In Brüssel ringen die Staats- und Regierungschefs um Entscheidungen, die für Millionen Bürger in Europa spürbare Folgen haben werden. Im Mittelpunkt steht die Einführung des neuen Emissionshandelssystems ETS 2, das ab 2027 gelten soll. Dieses System wird erstmals auch die Bereiche Heizen und Verkehr einbeziehen und fossile Brennstoffe wie Gas, Öl, Benzin und Diesel mit einem europaweiten CO₂-Preis belegen.
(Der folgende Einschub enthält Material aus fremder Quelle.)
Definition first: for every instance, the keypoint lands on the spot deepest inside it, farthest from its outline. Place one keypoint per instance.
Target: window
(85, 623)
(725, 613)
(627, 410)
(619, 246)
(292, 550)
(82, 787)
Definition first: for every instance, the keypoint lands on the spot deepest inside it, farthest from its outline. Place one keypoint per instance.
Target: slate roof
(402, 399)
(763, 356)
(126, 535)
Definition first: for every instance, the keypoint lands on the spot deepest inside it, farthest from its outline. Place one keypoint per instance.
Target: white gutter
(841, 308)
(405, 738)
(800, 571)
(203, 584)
Das Ziel der Reform ist ehrgeizig: Europa soll den Ausstoß von Treibhausgasen deutlich senken und bis 2040 auf einen Pfad zur Klimaneutralität gebracht werden. Doch die Umsetzung spaltet die Mitgliedsstaaten – zwischen den Forderungen nach Klimaschutz und der Sorge vor massiven Mehrkosten für Verbraucher.

Deutschland drängt auf Start im Jahr 2027

Während Länder wie Polen und Tschechien eine Verschiebung bis 2030 anstreben, will Deutschland am ursprünglichen Zeitplan festhalten. Laut dem Koalitionsvertrag soll der Übergang vom nationalen Emissionshandel in das europäische System „fließend“ erfolgen.
Bereits seit 2021 erhebt Deutschland einen eigenen CO₂-Preis, geregelt im Brennstoffemissionshandelsgesetz (BEHG). Dieser steigt bis 2025 schrittweise auf 55 Euro pro Tonne CO₂. Ab 2026 folgt ein Auktionsmodell mit einem Preiskorridor von 55 bis 65 Euro, bevor 2027 das ETS 2 greift.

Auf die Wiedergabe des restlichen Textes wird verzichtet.